MS Group Asks WHO to Add Three Disease-Modifying Treatments to List of Essential Medicines

Multiple sclerosis (MS) affects about 2.5 million people worldwide. Although over a dozen disease-modifying treatments (DMTs) are approved to treat MS, access to these therapies in low-and middle-income countries is often limited.

In an effort to expand access to MS treatments worldwide, the Multiple Sclerosis International Federation (MSIF) applied to have three DMTs for MS included in the World Health Organization (WHO) essential medicines list. Inclusion in the WHO list of essential medicines is seen as a first step in assuring equitable access to effective therapies in low- and middle-income countries. The WHO’s list can act as a model for health officials as they draw up lists of medications they will supply.

After an 18-month decision-making process, MSIF sought to have Rituxan (rituximab), Mavenclad (cladribine), and Copaxone (glatiramer acetate) added to the WHO list of essential medicines.

This isn’t the first time the federation has sought to have MS medications added to WHO’s essential medicines list. In 2018, the group applied to have Copaxone (glatiramer acetate), Gilenya (fingolimod), and Ocrevus (ocrelizumab) on the WHO essential medicines list. However, the WHO Expert Committee on Selection and Use of Essential Medicines did not recommend including them on the 2019 list. The committee said was no clear evidence that the treatments were superior to existing MS therapies in terms of efficacy, safety, and affordability and that the application left out off-label and commonly used medications.

Using this feedback, MSIF collaborated with the Cochrane MS group to assess a total of 30 MS therapies (including off-label treatments) for submission of a revised application. An MSIF international panel, consisting of patient representatives and several stakeholders, utilized recommendations from two guidelines to select treatments based on several criteria, such as the trade-off between a treatment’s benefits and harms, cost and cost-effectiveness in low-income and middle-income countries, potential to reduce health inequities, availability of generics or biosimilars, among other factors. The panel also evaluated whether the treatments addressed the needs of children and adolescents, pregnant wome, and lactating women.
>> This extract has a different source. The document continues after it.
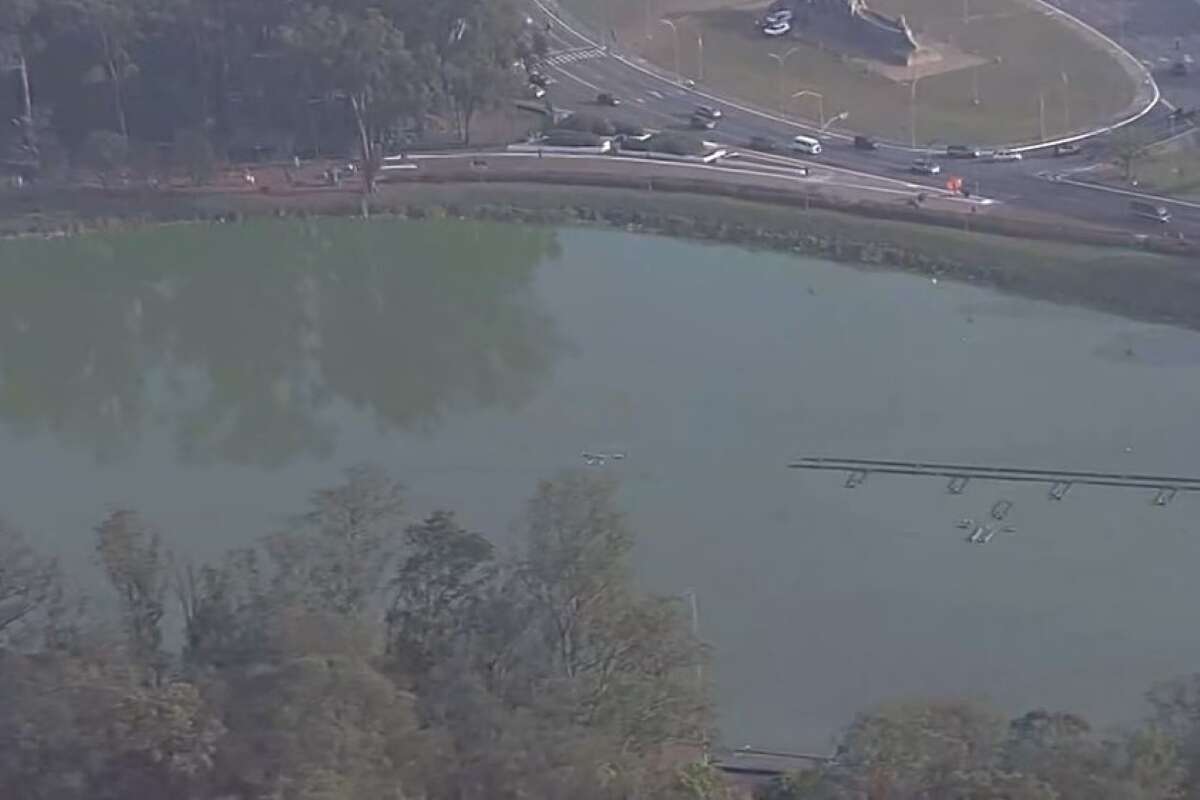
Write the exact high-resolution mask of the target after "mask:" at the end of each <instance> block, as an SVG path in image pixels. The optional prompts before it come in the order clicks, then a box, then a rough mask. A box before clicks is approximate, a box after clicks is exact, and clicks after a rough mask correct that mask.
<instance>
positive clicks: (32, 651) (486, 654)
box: [0, 467, 709, 800]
The revised application, which included Copaxone, Rituxan, and Mavenclad, was submitted on December 11, 2022. For Copaxone and Rituxan, there are generics and biosimilars available, respectively. Rituxan is used off-label to treat MS. Because some countries may not allow off-label prescribing, MSIF submitted Ocrevus as an alternative.

The WHO Expert Committee is scheduled to meet on April 24-28 to review all essential medicines list applications. A decision is expected within the following weeks.